According to the research article, the rise in accidents is the result of sleep deprivation. When someone doesn’t get an adequate amount of sleep at night, this can lead to symptoms that resemble jet lag. As a result, people feel drowsy behind the wheel of the car. Many researchers believe that driving while tired can be just as risky as driving while intoxicated. When someone feels drowsy behind the wheel of the car, this can impact how quickly someone can respond to changing road conditions. Some of the changes that might require quick decision making including an accident up ahead, someone crossing the street, or a sudden change in weather conditions. If someone is tired, they might not be paying attention properly. This can make it hard to assess road conditions and make adjustments accordingly.
Auto accidents can lead to serious injuries. According to Steinberg Goodman & Kalish, “When serious car and motorcycle accidents occur, the victims often face the cost of mounting medical bills, property damage, emotional distress, pain and suffering, and lost wages.” If someone falls asleep behind the wheel of the car, he or she might not be able to slam the brakes before the accident takes place. This means that the collision can take place at higher speeds, resulting in injuries that are far more serious. Fortunately, the researchers also had some tips for how to avoid the symptoms associated with sleep deprivation following daylight savings time.
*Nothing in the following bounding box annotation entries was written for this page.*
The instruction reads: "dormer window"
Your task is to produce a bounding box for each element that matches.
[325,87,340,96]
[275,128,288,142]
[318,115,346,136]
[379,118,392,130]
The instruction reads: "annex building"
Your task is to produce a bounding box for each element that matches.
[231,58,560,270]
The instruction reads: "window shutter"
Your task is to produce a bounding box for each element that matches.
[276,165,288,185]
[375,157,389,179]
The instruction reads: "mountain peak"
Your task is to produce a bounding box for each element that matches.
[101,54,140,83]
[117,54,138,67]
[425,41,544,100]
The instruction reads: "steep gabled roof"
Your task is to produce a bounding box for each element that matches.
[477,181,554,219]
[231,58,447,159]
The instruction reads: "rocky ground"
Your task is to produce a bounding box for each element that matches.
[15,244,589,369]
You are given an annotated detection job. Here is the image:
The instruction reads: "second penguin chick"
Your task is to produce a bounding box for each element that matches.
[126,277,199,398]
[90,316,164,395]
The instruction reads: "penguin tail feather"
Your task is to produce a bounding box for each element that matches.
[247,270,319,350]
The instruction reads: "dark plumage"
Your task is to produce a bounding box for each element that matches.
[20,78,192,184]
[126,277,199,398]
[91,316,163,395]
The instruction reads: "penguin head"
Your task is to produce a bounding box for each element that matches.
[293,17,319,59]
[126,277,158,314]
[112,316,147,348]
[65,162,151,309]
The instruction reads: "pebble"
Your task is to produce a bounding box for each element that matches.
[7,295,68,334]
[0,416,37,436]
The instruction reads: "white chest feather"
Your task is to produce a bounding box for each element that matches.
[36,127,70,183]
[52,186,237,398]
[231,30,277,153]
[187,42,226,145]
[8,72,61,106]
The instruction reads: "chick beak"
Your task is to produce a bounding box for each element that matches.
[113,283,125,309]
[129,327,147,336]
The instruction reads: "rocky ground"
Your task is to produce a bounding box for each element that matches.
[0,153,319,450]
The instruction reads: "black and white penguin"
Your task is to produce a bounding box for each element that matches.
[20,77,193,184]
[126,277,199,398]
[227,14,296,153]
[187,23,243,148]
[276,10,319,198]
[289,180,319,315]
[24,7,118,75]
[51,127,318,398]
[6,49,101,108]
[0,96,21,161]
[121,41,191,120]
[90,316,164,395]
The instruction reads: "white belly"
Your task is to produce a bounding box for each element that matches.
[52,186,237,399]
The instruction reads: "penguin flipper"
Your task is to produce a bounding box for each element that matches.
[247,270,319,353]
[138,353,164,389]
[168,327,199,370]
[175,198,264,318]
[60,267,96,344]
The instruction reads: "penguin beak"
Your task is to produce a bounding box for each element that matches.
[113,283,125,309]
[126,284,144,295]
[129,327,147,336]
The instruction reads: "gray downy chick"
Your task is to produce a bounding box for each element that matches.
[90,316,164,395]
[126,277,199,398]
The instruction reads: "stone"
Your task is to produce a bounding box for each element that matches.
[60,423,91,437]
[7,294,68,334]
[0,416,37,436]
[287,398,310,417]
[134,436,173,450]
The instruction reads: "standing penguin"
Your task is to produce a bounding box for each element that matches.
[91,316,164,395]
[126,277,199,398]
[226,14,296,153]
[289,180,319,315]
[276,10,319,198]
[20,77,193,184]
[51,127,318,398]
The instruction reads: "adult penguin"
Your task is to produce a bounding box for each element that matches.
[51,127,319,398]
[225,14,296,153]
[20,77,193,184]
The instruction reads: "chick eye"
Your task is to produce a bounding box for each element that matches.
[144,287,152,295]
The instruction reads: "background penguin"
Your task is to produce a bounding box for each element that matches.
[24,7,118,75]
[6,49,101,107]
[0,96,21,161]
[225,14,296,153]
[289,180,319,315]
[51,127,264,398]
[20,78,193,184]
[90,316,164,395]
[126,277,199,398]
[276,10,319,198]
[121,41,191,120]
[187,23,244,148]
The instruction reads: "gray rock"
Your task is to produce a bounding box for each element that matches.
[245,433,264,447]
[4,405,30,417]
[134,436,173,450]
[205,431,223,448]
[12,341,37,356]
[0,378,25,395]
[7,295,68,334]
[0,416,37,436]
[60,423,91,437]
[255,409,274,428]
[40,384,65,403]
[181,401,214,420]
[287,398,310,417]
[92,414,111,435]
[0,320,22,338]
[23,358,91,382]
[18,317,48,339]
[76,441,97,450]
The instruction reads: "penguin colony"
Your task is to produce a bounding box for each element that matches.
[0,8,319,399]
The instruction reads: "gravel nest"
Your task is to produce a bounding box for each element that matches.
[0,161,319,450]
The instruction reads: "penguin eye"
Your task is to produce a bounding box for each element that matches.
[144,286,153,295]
In order to offset the risks that come with losing an hour of sleep, experts recommend that people sleep in during the handful of days before the transition to daylight savings time. This will help people make the transition more easily when the day finally arrives. Of course, some people might not be able to sleep in every day due to their work schedules. Therefore, try to go to bed a little bit earlier. That way, when someone loses an hour of sleep on the weekend, the symptoms won’t be quite as drastic. It is important for everyone to take steps to protect themselves while behind the wheel of a car. This means not driving while tired or intoxicated.